As suas recusas, porém, não significam que o controle das cantoras femininas havia ficado no passado. Não dá para subestimar as gravadoras e os grandes empresários. Eles certamente também aprenderam a fazer a engenharia reversa de artistas reais, sujeitas a um roteiro. Ainda hoje, há as que suportam de forma silenciosa as pressões e durezas da indústria. 

Para outras, agora se trata de uma escolha. Beyoncé é um exemplo. Em seu atual estágio de carreira, ela não está mais cercada por homens brancos engravatados que dizem o que deve fazer. Entre canções sobre o antirracismo e o amor pelos filhos, a estrela também apresenta a sexualidade como uma parte normal de sua vida que merece celebração, escolhendo como look, para a capa de seu álbum Renaissance, apenas alguns cristais posicionados estrategicamente pelo corpo. 

Fotos Texto Billie 2

A solução mais próxima é rastrear a autenticidade. Para isso, Billie Eilish cumpre o seu dever como integrante da juventude e confunde os adultos. Quando os críticos elogiaram o seu estilo e a ausência de hipersexualização em suas roupas, a cantora os denunciou por tentar envergonhar as suas colegas. “Não quero que me apoiem, enquanto diminuem o visual das outras artistas”, declarou em entrevista à V Magazine.

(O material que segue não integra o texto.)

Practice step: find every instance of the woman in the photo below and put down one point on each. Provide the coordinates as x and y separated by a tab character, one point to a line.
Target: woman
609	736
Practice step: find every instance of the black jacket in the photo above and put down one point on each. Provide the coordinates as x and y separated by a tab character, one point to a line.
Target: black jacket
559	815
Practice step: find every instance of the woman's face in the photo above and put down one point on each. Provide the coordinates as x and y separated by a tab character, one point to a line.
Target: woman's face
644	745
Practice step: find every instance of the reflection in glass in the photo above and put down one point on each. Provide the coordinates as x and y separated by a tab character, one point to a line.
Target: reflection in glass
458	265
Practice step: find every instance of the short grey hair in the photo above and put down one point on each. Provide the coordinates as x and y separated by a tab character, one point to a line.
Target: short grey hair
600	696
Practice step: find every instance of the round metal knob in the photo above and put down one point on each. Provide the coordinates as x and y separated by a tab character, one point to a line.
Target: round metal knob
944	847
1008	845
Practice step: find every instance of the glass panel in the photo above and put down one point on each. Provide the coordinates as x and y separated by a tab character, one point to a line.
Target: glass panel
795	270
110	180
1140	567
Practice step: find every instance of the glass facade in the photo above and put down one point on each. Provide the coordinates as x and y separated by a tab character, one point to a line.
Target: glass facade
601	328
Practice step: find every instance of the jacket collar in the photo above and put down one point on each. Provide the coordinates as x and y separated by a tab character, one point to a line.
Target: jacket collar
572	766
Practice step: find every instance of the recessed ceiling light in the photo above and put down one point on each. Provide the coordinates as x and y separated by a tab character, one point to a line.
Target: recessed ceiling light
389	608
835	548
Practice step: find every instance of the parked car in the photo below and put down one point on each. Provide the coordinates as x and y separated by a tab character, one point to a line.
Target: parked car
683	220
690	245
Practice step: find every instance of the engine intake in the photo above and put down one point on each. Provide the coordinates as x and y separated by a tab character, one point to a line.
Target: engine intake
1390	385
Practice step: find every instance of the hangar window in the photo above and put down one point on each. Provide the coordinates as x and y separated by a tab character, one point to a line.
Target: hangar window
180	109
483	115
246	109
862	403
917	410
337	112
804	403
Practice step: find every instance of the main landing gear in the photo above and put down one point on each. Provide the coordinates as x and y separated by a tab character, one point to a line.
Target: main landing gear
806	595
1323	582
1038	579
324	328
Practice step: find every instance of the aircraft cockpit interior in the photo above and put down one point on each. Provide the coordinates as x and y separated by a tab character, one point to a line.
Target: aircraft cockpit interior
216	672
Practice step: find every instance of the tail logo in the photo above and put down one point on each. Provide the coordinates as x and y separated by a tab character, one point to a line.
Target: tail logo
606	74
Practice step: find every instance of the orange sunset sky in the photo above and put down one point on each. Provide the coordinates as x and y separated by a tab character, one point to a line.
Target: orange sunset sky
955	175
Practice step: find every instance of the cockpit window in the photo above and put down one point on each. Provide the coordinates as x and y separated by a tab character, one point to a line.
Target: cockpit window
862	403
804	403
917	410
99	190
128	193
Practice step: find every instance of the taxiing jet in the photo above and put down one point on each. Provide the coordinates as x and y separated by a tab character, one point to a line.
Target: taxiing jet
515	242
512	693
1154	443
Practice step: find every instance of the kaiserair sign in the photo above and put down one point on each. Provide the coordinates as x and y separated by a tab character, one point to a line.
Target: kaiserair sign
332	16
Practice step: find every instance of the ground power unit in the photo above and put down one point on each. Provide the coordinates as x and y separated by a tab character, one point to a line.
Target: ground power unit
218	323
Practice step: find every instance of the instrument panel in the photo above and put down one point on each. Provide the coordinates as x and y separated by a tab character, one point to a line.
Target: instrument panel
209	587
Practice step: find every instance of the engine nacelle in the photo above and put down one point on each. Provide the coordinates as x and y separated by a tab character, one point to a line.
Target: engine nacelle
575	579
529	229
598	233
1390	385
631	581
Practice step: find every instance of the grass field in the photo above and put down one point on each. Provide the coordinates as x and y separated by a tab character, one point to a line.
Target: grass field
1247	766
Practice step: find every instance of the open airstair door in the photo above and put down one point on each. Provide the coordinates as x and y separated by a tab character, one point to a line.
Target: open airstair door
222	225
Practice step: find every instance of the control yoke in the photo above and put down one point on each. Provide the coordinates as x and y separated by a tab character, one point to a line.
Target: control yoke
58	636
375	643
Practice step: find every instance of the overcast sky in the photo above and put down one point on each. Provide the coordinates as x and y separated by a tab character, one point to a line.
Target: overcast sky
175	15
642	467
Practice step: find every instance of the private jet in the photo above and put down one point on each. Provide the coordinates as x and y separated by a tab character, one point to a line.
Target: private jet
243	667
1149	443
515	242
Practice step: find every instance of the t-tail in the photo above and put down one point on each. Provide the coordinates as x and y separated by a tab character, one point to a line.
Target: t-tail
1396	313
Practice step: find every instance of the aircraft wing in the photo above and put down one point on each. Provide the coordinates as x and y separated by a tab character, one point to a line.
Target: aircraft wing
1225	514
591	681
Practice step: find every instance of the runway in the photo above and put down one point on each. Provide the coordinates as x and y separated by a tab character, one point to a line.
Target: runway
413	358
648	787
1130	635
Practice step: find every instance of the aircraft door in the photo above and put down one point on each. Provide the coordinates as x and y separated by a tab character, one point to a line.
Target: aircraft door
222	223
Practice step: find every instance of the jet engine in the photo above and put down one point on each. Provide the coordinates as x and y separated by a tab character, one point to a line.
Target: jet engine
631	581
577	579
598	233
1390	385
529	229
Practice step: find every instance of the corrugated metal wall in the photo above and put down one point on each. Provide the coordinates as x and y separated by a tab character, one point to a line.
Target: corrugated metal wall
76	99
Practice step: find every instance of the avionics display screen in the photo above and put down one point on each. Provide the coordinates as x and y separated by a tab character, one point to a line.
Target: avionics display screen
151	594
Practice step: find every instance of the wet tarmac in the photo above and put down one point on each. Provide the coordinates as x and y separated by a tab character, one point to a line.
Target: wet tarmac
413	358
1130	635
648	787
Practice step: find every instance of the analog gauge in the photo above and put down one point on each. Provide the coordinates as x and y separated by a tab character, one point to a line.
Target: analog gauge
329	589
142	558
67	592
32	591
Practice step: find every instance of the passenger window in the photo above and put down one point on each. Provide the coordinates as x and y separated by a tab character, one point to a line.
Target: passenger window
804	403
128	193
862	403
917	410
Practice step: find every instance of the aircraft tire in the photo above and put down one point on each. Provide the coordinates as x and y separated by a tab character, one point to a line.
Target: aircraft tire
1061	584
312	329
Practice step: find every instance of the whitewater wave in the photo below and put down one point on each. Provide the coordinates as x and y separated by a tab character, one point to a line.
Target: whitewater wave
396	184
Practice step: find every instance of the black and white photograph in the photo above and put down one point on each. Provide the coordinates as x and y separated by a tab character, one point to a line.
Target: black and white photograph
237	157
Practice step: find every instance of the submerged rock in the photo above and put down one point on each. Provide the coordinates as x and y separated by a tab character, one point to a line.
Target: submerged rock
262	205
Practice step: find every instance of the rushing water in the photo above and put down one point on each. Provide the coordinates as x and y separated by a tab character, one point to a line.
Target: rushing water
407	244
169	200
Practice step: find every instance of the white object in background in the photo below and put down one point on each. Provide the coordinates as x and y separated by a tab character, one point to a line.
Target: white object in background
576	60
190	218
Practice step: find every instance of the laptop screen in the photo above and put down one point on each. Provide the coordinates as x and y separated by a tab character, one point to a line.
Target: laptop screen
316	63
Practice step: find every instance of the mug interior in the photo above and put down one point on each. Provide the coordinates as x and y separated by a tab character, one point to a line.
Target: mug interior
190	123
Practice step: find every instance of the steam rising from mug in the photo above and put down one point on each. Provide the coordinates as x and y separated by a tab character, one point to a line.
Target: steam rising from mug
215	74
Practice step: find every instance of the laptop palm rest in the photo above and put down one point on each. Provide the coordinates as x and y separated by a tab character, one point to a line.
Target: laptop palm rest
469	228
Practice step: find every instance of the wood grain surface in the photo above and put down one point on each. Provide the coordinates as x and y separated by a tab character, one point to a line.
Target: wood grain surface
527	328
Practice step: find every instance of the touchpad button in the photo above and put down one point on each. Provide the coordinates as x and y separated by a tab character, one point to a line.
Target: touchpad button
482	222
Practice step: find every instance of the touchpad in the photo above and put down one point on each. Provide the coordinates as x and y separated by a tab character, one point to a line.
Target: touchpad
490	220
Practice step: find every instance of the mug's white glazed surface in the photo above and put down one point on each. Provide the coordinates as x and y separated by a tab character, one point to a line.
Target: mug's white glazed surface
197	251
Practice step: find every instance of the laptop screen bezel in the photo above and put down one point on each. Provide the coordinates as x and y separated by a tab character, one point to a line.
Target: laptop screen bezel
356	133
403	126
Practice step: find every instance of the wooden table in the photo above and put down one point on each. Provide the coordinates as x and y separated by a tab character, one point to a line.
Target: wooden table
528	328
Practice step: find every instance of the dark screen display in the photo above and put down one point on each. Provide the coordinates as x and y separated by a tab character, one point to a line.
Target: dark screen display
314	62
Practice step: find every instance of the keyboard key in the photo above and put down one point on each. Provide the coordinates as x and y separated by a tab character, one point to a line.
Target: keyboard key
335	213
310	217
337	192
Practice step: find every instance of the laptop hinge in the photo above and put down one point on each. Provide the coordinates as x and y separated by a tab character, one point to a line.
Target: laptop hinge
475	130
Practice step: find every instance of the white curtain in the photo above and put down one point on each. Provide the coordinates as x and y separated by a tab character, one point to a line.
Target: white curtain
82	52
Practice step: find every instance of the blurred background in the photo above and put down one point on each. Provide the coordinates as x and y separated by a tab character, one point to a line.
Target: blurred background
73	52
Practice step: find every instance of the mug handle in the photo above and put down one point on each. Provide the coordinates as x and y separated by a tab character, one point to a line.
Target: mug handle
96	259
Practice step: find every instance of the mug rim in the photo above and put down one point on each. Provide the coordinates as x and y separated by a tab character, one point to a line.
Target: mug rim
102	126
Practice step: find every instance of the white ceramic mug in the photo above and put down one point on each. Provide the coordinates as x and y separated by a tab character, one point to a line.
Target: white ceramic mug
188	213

Embora a cultura pop costume abusar de suas estrelas, o binarismo da cantora do bem e a do mal luta para entrar em colapso no vazio moral. Esse é o resultado daquelas que buscam pelo controle, ignorando os antigos arquétipos limitados da música. Garantir que vontades próprias, inclusive as de estilo, estão sendo respeitadas é fazer melhor 一 não apenas pelas mulheres que recebem a bênção e a maldição da fama, mas também por todas que estão assistindo.